“Dus burger, u komt aangifte doen van het verschijnen in ons dorp van een nooit-tevoren-gezien dier.” De commissaris leunde even achterover om te relaxen, want zoveel woorden na mekaar zeggen was hij gewoon niet gewoon. Hij plukte een niet aanwezige pluis van zijn uniform en mikte die zogenaamd richting papiermand. Het werd even stil in het verhoorlokaal. De burger zat wat angstig op zijn ongemakkelijke stoel en keek rond in de kamer waar normaal gezien alleen grote criminelen terecht kwamen. Maar omdat alle bezoekersplaatsen waren ingenomen in het politiebureau, een aanrijding, een verdwijning, een kleine diefstal, een burenruzie, afijn, het huis zat vol en de commissaris was naar hier uitgeweken.

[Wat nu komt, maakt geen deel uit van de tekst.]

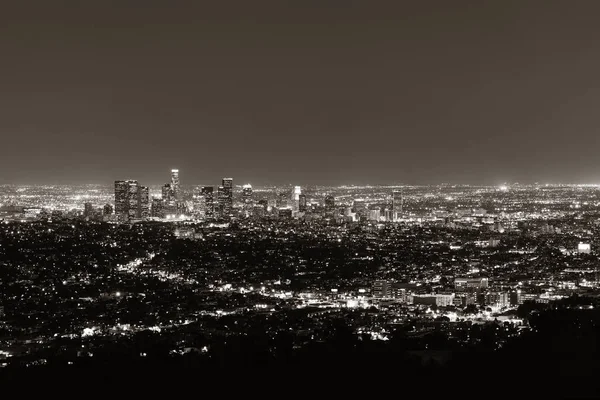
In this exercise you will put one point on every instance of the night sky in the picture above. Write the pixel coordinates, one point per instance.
(300, 92)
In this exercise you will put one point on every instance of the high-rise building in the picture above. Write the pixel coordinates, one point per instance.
(247, 193)
(88, 210)
(175, 184)
(247, 202)
(107, 210)
(168, 195)
(282, 200)
(296, 192)
(121, 206)
(302, 203)
(397, 200)
(157, 207)
(329, 202)
(221, 207)
(227, 195)
(209, 202)
(143, 202)
(131, 200)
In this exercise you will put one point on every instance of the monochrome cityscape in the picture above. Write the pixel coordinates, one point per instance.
(419, 272)
(311, 198)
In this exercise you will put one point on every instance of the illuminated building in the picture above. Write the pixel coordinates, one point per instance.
(157, 208)
(175, 184)
(107, 210)
(227, 195)
(131, 200)
(296, 192)
(88, 210)
(168, 195)
(329, 202)
(282, 200)
(388, 215)
(121, 205)
(209, 203)
(302, 203)
(397, 201)
(221, 200)
(264, 203)
(143, 202)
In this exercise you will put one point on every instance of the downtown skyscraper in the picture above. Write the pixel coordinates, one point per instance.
(131, 200)
(225, 196)
(175, 184)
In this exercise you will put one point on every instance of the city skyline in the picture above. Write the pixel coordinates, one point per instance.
(313, 93)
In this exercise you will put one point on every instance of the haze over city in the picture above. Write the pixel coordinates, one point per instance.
(309, 92)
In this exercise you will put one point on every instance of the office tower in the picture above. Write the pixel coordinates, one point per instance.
(133, 199)
(296, 197)
(175, 184)
(143, 202)
(247, 202)
(157, 208)
(88, 210)
(221, 207)
(397, 200)
(302, 203)
(107, 210)
(199, 203)
(121, 190)
(247, 193)
(282, 200)
(329, 202)
(167, 193)
(209, 202)
(264, 203)
(227, 194)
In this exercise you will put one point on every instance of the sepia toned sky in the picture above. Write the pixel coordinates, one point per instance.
(300, 92)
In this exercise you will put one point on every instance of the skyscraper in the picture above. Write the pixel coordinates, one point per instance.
(296, 197)
(157, 207)
(88, 210)
(283, 200)
(175, 184)
(131, 200)
(397, 200)
(247, 193)
(302, 203)
(329, 202)
(143, 202)
(247, 202)
(227, 196)
(209, 201)
(121, 190)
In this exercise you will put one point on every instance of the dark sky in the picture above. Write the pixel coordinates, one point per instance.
(323, 92)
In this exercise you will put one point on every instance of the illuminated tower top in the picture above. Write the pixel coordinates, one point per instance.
(175, 183)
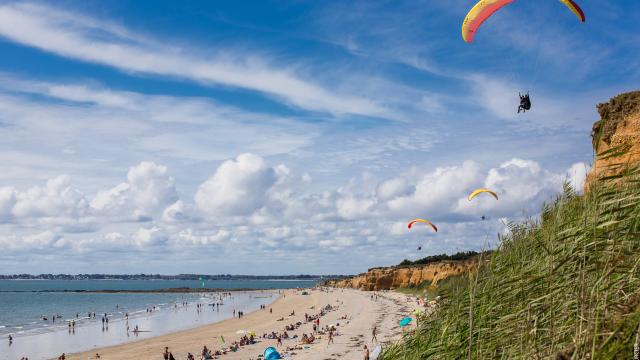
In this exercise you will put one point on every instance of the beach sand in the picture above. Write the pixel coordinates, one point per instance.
(362, 312)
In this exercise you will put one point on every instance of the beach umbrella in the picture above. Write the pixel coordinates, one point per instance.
(376, 352)
(271, 353)
(406, 321)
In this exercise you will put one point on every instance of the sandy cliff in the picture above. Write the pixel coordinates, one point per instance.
(616, 137)
(395, 277)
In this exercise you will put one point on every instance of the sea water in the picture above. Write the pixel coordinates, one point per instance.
(25, 303)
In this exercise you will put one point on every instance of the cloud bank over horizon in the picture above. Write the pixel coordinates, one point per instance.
(287, 138)
(255, 208)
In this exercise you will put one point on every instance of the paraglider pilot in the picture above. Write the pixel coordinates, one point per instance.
(525, 103)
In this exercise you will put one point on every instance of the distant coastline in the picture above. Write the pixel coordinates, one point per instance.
(193, 277)
(144, 291)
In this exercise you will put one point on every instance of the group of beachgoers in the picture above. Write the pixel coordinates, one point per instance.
(250, 338)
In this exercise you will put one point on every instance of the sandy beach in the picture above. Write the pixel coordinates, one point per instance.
(361, 311)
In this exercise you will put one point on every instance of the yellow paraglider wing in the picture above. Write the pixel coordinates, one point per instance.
(423, 221)
(476, 192)
(485, 8)
(575, 8)
(478, 14)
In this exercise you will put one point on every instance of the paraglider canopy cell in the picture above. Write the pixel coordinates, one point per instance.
(485, 8)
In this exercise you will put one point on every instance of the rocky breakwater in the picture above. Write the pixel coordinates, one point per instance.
(405, 276)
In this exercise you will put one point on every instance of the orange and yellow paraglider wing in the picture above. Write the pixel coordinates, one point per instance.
(478, 14)
(476, 192)
(423, 221)
(575, 8)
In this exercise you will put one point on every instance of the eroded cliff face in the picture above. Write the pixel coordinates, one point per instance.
(395, 277)
(616, 137)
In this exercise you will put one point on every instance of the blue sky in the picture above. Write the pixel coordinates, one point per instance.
(281, 137)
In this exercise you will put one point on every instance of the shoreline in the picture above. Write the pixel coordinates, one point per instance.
(354, 312)
(177, 290)
(166, 319)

“Ja mijnheer, ik heb dit beest nog nooit gezien, ‘t is te zeggen tot een week of drie geleden.” Ook de burger moest even pauzeren want hij was niet iemand die zich om te beginnen op zijn gemak voelde in een politionele omgeving en daarbij kwam nog dat hij wat moeite had met communicatie in het algemeen, maar goed.
“Uw beschrijving doet mij denken aan een hond, een grote hond, want, ik citeer: lengte 1 meter naar schatting, vier poten, twee voor, twee achter, doublecheck, twee links, twee rechts, staart, grote oren, huidskleur zwart en niet in het bezit van een rijbewijs… Tiens dat laatste is bij de print meegekomen, maar dat tel ik niet mee.”
“Ja mijnheer,” zei de burger, “ En het beest is opeens aan mijn achterdeur verschenen, en daarna ging hij weg, en de dag nadien stond hij er terug, en hij keek me heel boos aan, en de dag nadien kwam hij ook terug, en na boos naar me te hebben gekeken ging hij direct weer terug en zo alle dagen na mekaar.” Uitgeput zakte hij wat dieper in de stoel weg.
De commissaris stond op en beende wat door de kamer. Opeens stond hij stil. Hij had diep nagedacht én geconcludeerd. Hij opende de deur en riep in de gang: “Agent van Geel, laat alles vallen en kom onmiddellijk hier.” Iets daarna stond de agent in de kamer.
“van Geel, neem dit signalement mee. We gaan vanaf morgen op zoek naar een loslopende heen-en-weerwolf. Burger, we gaan dit oplossen zoals u dat van ons gewoon bent. U mag beschikken.”